After multiple iterations of this approach, clean categories were developed, grouping related technologies together. During the category review process, further subdivisions providing greater granularity were sometimes recognized, resulting in further separations within the original planned categories. The full set of technologies included within this focus area is mapped out in Appendix 1.
Limitations
Patent landscaping has several limitations, which were not fully addressed owing to resource constraints among other factors. These limitations include the following:
- There is a lag of up to 18 months in the publication of patent applications by various patent offices. Recent changes in the landscape may not be captured by the analysis.

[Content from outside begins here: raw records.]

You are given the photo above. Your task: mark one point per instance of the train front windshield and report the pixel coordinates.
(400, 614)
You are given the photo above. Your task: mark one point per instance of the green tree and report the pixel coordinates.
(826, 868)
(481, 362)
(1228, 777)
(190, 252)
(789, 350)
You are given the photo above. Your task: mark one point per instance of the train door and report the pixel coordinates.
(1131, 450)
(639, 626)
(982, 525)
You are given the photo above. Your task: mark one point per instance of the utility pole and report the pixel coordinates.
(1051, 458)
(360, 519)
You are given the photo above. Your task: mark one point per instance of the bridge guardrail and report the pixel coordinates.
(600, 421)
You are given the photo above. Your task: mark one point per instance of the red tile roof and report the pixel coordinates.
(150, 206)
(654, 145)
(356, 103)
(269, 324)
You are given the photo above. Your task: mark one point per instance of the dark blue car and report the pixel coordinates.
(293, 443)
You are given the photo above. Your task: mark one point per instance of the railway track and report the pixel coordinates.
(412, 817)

- The searches were performed in English. This should capture the majority of relevant patents and patent families. However, owing to language differences, some patents are likely to have been missed and false positives may have cropped up due to mistranslations.
- The cement industry sees many mergers and acquisitions. Following an acquisition, the patent names are frequently not reassigned. Assignee names may not always capture these changes.
- Some relevant technologies may have been missed in the focus search area and in the technology subcategorization. Moreover, the boundaries of the technology spaces shift over time, so there may be some newer areas of innovation that were not identified.
- Smaller patent portfolios may, on occasion, play a more significant role than is suggested by the patent rankings. Some of the important disruptive technology and innovation may come from SMEs and individual innovators. These tend to file a small number of patents due to limited resources, and therefore may not be picked up in analysis of key players based on total numbers of patents held.